Trouver un emploi en RDC, le parcours du combattant

C’est à la fin de mes études l’année dernière que je découvre la dure réalité de l’emploi en République Démocratique du Congo (RDC). Entre rareté d’entreprises privées, clientélisme au sein de l’administration publique et grandes exigences des organisations internationales, il ne reste plus que le secteur informel et la débrouille pour survivre.

Culte du diplôme

À Beni (350 Km au nord de Goma) et partout en RDC, les jeunes diplômés débarquent sur le marché de l’emploi diplôme en poche et cerveau rempli de théorie. Ici, on ne fait pas forcément des études pour apprendre un métier. Le prestige avant tout. Conséquence: les établissements d’enseignement supérieur déversent des milliers de jeunes théoriciens, très peu opérationnels dans le monde de l’entreprise.

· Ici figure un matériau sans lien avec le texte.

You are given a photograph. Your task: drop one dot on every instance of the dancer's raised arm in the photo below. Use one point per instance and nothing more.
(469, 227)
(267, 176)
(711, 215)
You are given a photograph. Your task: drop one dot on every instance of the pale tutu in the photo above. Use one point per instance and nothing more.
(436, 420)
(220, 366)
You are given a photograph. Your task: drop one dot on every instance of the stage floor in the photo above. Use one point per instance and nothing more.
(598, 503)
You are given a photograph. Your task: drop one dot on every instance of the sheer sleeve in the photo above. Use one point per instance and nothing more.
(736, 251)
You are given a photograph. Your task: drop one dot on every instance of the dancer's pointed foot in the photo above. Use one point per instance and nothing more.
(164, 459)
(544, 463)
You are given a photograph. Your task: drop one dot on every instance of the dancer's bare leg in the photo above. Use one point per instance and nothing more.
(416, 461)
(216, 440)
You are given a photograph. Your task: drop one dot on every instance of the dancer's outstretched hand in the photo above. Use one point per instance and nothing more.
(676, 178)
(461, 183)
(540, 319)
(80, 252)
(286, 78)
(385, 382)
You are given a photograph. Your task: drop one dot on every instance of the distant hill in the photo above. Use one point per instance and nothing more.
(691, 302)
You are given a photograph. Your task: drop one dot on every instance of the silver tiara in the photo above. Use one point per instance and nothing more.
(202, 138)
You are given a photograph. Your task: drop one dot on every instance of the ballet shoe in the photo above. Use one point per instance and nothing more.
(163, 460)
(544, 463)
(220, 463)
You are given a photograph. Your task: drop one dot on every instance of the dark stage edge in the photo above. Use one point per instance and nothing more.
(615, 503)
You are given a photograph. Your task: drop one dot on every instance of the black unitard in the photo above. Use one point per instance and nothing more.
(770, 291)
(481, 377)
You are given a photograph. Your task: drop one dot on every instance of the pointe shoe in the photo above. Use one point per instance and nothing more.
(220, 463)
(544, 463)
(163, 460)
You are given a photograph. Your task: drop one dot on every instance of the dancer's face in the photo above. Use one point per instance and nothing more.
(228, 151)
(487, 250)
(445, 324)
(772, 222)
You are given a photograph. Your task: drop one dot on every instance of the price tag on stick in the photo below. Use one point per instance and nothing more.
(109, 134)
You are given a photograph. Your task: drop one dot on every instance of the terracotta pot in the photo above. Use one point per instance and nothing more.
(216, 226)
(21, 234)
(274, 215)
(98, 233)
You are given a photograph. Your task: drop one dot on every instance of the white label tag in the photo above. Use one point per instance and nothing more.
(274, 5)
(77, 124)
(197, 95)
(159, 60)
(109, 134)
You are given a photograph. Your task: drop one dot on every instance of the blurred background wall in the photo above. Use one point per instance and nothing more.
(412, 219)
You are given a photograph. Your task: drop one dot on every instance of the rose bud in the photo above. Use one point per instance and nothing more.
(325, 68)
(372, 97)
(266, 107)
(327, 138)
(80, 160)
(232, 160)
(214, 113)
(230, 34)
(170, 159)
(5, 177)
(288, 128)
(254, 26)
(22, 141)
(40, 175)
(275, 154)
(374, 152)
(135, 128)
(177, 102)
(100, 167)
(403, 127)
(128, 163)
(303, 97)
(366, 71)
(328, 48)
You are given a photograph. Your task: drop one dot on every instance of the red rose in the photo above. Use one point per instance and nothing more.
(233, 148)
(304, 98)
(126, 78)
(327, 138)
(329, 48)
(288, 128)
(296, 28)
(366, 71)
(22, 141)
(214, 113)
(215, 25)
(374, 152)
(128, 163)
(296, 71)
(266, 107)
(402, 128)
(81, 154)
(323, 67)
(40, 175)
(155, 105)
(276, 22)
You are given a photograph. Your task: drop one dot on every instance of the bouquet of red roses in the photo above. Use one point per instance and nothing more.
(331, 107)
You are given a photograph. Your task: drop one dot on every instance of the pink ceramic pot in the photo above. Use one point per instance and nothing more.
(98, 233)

Si le secteur informel absorbe une partie des chômeurs, la majorité de cette main d’œuvre jeune se retrouve sur le carreau. Une cible privilégiée pour les groupes armés dans cette région minée par des conflits armés depuis près de deux décennies.

Fonction publique: l’incontournable piston

Je ne suis sans doute pas le seul à ne pas savoir comment faire pour se faire embaucher au sein de la fonction publique. Je n’ai jamais entendu parler de concours. Le recrutement pour devenir fonctionnaire se fait dans la plus grande opacité. C’est la famille qui prime. Il est en effet fréquent de retrouver des membres de famille d’un haut fonctionnaire à tous les postes clefs d’une administration publique.

Le militantisme politique est l’autre voie royale pour accéder à un poste de fonctionnaire. Je l’ai appris à mes dépens en me rendant il y a quelques jours dans les locaux de l’Office National de l’Emploi (ONEM) pour solliciter des chiffres relatifs à l’emploi en RDC. J’y croise par hasard un voisin qui me proposait quelques mois plus tôt d’adhérer à son parti politique. « C’est le chef de mon parti qui m’a pistonné à ce poste. Tu aurais mieux fait d’accepter mon offre », m’a-t-il lancé, d’un air suffisant.

La fonction publique est loin de faire rêver mais c’est mieux que rien. Si les salaires de misère et les irrégularités dans leur versement peuvent décourager, on peut toujours compléter par les « avantages liés à la profession » qu’on désigne sous d’autres cieux par le mot corruption. On comprend mieux pourquoi l’administration congolaise est souvent pointée du doigt pour son inefficacité.

Secteur privé, quand l’informel prime

Avec environ deux cent employés, la Brasimba est la plus grande entreprise locale. Une goûte d’eau dans la mer, pour une ville qui compte plus de 100 000 habitants. Le secteur du bois et les savonneries locales ne font guerre mieux.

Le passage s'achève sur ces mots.